B.C.’s Attorney General is defending her ministry after two suspected drug dealers walked free in Victoria last week because of a lack of sheriffs in court.
“Nobody wants to see a case dismissed, not being heard on its merits. I certainly don’t, the public absolutely does not,” says Suzanne Anton.
Anton says the Ministry of Justice is looking into what went wrong, but says in at least one of the cases the issue came down to scheduling.
She says the accused had actually missed a Monday court date, which was then rescheduled for Friday; a sheriff wasn’t available until later in that day.
“It’s a constantly moving system, so scheduling really is an art.
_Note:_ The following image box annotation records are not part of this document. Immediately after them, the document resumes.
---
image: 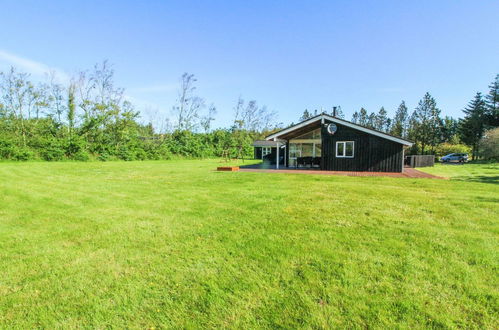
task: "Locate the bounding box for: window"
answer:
[336,141,354,158]
[262,147,272,157]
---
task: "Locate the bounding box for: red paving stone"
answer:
[239,168,445,179]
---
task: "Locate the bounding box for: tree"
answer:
[459,92,487,159]
[48,72,67,123]
[0,67,35,146]
[358,108,369,126]
[67,84,76,142]
[201,104,217,133]
[232,97,276,158]
[300,109,313,121]
[390,101,409,138]
[440,116,459,143]
[410,93,440,154]
[485,74,499,127]
[480,127,499,161]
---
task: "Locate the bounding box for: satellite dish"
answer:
[327,123,338,135]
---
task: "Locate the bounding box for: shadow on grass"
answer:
[458,175,499,184]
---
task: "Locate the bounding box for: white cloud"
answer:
[0,49,70,82]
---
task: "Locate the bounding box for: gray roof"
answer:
[253,140,284,147]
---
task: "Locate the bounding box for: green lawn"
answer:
[0,160,499,329]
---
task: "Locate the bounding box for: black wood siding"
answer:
[321,124,403,172]
[255,147,262,159]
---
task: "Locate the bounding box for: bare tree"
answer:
[234,97,277,132]
[47,71,67,123]
[233,97,276,160]
[0,67,34,146]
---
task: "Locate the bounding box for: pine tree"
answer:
[374,107,389,132]
[441,116,459,143]
[485,74,499,127]
[411,93,440,154]
[390,101,409,137]
[459,92,487,159]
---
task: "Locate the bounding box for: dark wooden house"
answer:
[253,114,412,172]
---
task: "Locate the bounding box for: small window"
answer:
[336,141,354,158]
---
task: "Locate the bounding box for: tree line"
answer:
[0,61,276,161]
[0,61,499,161]
[300,75,499,159]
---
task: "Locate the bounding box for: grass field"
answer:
[0,160,499,328]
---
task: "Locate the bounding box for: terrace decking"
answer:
[240,165,445,179]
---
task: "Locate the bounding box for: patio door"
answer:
[289,143,301,167]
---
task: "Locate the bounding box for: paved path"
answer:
[240,168,445,179]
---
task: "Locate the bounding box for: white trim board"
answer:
[265,114,413,147]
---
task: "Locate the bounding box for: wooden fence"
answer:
[404,155,435,167]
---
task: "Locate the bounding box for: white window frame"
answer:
[262,147,272,159]
[336,141,355,158]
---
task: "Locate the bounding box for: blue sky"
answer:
[0,0,499,126]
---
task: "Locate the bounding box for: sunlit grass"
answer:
[0,160,499,328]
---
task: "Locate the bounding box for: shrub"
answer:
[71,150,90,162]
[40,144,65,161]
[12,148,35,161]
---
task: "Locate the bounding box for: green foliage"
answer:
[390,101,409,138]
[408,93,441,154]
[480,127,499,161]
[0,160,499,329]
[485,74,499,127]
[459,92,487,159]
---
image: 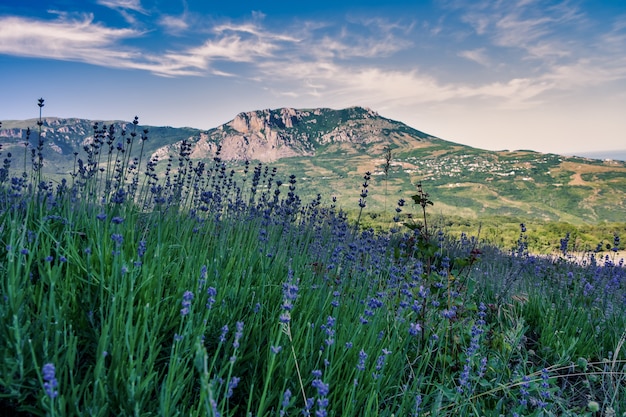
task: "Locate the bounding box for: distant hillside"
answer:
[0,107,626,223]
[149,107,439,162]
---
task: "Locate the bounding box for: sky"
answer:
[0,0,626,154]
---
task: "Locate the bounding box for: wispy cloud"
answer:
[459,48,491,67]
[0,14,142,61]
[97,0,146,14]
[158,15,189,34]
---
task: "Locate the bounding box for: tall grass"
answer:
[0,102,626,416]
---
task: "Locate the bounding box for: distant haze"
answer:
[571,149,626,161]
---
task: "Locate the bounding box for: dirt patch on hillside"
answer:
[568,172,589,185]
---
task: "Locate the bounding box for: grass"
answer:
[0,108,626,416]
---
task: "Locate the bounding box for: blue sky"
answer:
[0,0,626,154]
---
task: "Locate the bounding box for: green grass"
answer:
[0,109,626,416]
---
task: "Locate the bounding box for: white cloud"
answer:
[97,0,146,14]
[0,14,142,60]
[158,15,189,34]
[459,48,491,67]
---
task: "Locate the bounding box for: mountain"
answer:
[149,107,439,162]
[0,107,626,223]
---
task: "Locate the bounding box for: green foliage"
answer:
[0,102,626,416]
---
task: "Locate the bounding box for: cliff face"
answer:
[158,107,429,162]
[0,107,431,167]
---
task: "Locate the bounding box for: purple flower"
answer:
[233,321,243,349]
[280,388,291,417]
[180,291,193,316]
[226,376,241,398]
[206,287,217,310]
[220,324,228,343]
[137,240,146,258]
[356,349,367,372]
[441,310,456,320]
[41,363,59,398]
[409,323,422,336]
[111,233,124,246]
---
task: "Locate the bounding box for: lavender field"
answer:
[0,114,626,417]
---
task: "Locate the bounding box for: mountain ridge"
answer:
[0,107,626,223]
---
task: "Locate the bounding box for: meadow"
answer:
[0,111,626,417]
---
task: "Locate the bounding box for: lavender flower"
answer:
[280,388,292,417]
[206,287,217,310]
[233,321,243,349]
[226,376,241,398]
[111,216,124,224]
[356,349,367,372]
[409,323,422,336]
[220,324,228,343]
[180,291,193,316]
[41,363,59,398]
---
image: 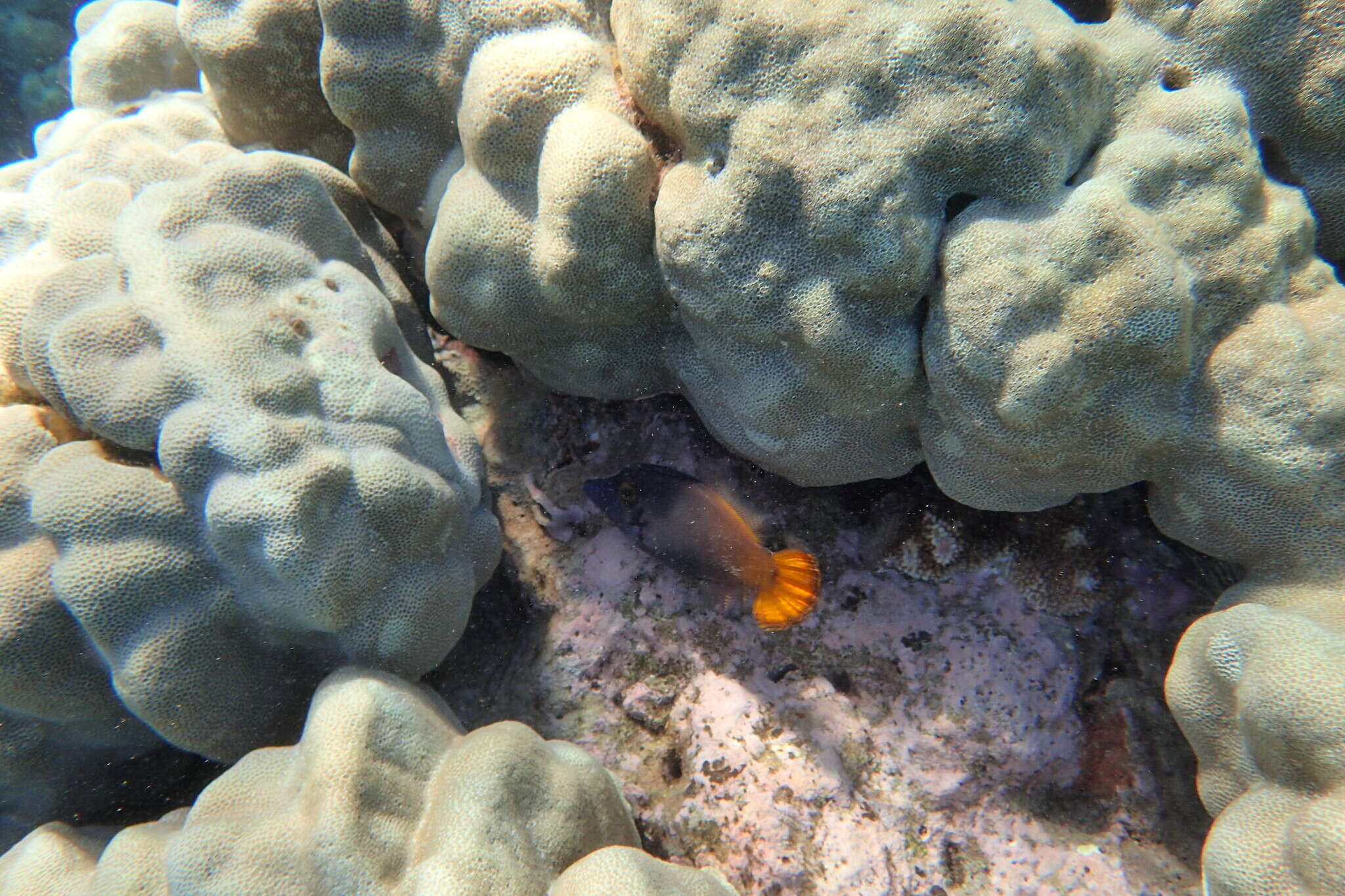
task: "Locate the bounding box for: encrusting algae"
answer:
[584,463,822,631]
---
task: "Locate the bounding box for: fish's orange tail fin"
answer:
[752,551,822,631]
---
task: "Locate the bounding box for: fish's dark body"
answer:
[584,463,769,586]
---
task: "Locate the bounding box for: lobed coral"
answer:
[0,0,1345,895]
[0,669,734,896]
[0,85,499,805]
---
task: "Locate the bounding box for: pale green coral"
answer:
[0,95,499,773]
[0,669,736,896]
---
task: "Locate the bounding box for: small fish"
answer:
[584,463,822,631]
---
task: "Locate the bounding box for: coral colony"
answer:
[0,0,1345,896]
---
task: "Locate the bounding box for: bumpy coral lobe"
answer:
[0,669,734,896]
[0,95,499,779]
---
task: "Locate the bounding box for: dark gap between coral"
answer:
[1056,0,1113,24]
[59,747,229,828]
[943,194,979,224]
[1065,142,1101,186]
[1256,136,1304,186]
[1158,66,1190,90]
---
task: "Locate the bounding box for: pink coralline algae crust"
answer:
[439,349,1202,896]
[548,526,1167,895]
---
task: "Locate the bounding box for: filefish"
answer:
[584,463,822,631]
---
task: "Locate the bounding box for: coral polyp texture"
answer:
[0,0,1345,896]
[0,94,499,811]
[0,669,736,896]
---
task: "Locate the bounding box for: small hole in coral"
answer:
[378,348,402,376]
[1158,66,1190,90]
[1056,0,1113,24]
[1256,137,1304,186]
[943,194,979,224]
[663,747,682,780]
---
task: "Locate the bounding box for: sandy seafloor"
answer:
[430,337,1232,896]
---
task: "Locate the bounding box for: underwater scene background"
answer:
[0,0,1345,896]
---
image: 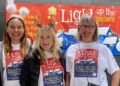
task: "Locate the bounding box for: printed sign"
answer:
[6,50,22,80]
[74,49,98,77]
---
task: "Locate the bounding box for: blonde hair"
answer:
[3,16,29,57]
[33,26,59,63]
[78,15,98,41]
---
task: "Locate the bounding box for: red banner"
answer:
[14,3,120,38]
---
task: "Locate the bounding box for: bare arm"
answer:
[65,72,71,86]
[111,70,120,86]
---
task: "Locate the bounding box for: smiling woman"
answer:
[20,26,65,86]
[2,15,30,86]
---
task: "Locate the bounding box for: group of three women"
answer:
[2,15,120,86]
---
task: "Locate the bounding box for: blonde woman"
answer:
[3,15,30,86]
[20,26,65,86]
[66,15,120,86]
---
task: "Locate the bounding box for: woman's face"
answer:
[40,31,54,51]
[79,24,96,42]
[7,19,25,43]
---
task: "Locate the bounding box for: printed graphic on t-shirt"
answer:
[6,50,22,80]
[74,49,98,77]
[41,59,64,86]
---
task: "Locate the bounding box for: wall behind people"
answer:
[15,0,120,5]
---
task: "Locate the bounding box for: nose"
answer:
[14,27,18,32]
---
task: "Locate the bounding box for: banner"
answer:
[16,3,120,38]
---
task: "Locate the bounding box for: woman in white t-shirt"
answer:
[2,15,30,86]
[20,26,65,86]
[66,15,120,86]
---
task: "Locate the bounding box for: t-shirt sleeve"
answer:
[65,46,74,72]
[104,47,119,74]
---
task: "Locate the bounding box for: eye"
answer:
[46,35,50,39]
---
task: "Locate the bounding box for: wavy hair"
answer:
[3,16,29,57]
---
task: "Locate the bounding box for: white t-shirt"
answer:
[3,39,31,86]
[38,57,64,86]
[66,42,119,86]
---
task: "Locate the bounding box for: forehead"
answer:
[40,29,52,36]
[8,18,23,25]
[79,18,96,25]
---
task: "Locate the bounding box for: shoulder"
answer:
[24,49,40,63]
[98,43,110,51]
[67,43,80,51]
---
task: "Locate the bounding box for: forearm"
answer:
[111,70,120,86]
[65,72,71,86]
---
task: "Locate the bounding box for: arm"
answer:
[111,70,120,86]
[65,72,71,86]
[20,57,30,86]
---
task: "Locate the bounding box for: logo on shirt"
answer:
[41,59,64,86]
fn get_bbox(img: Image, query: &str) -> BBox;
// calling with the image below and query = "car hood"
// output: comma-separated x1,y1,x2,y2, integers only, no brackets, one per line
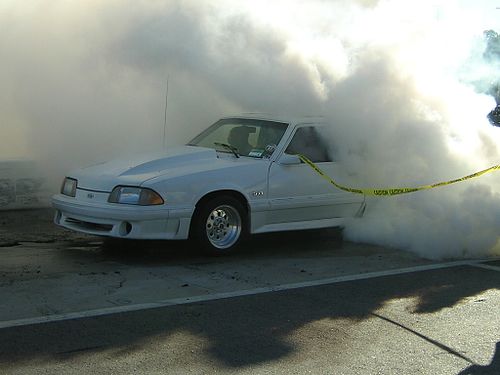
69,146,219,192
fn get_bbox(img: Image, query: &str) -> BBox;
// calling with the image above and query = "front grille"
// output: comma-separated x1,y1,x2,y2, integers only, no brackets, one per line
65,217,113,232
And it works between the services staff, the sheriffs, the judiciary to make sure that our courts are functioning throughout British Columbia.”
But with no sheriff on hand at the scheduled time, the judge stayed the charges.
LISTEN: Jill Bennett talks with Attorney General Suzanne Anton about the sheriff shortage
Anton admits there was a breakdown.
“We did have a bit of a perfect storm in Victoria last week. There was illness, there were a couple of jury trials which consume a lot of resources.”
She says the province is now taking steps to make sure it doesn’t happen again – with $2.67-million in the budget which will push an additional class of 24 sheriffs through the Justice institute first in May, then again in October.
Asked why the money is only coming now when the union has been sounding the alarm for some time now Anton denied it was an election ploy.
“It’s not because it’s an election year, it’s because we’re always observing what our resources are.”
She says the ministry has focused much of its attention on trying to speed up court access by removing things like strata disputes and impaired driving cases from the courtroom.
On concerns about high turnover in the job, Anton says she couldn’t speak to wage issue because they’re addressed in collective bargaining – but says staff turnover is consistent with other public service jobs.
She adds there’s been no trouble attracting qualified recruits.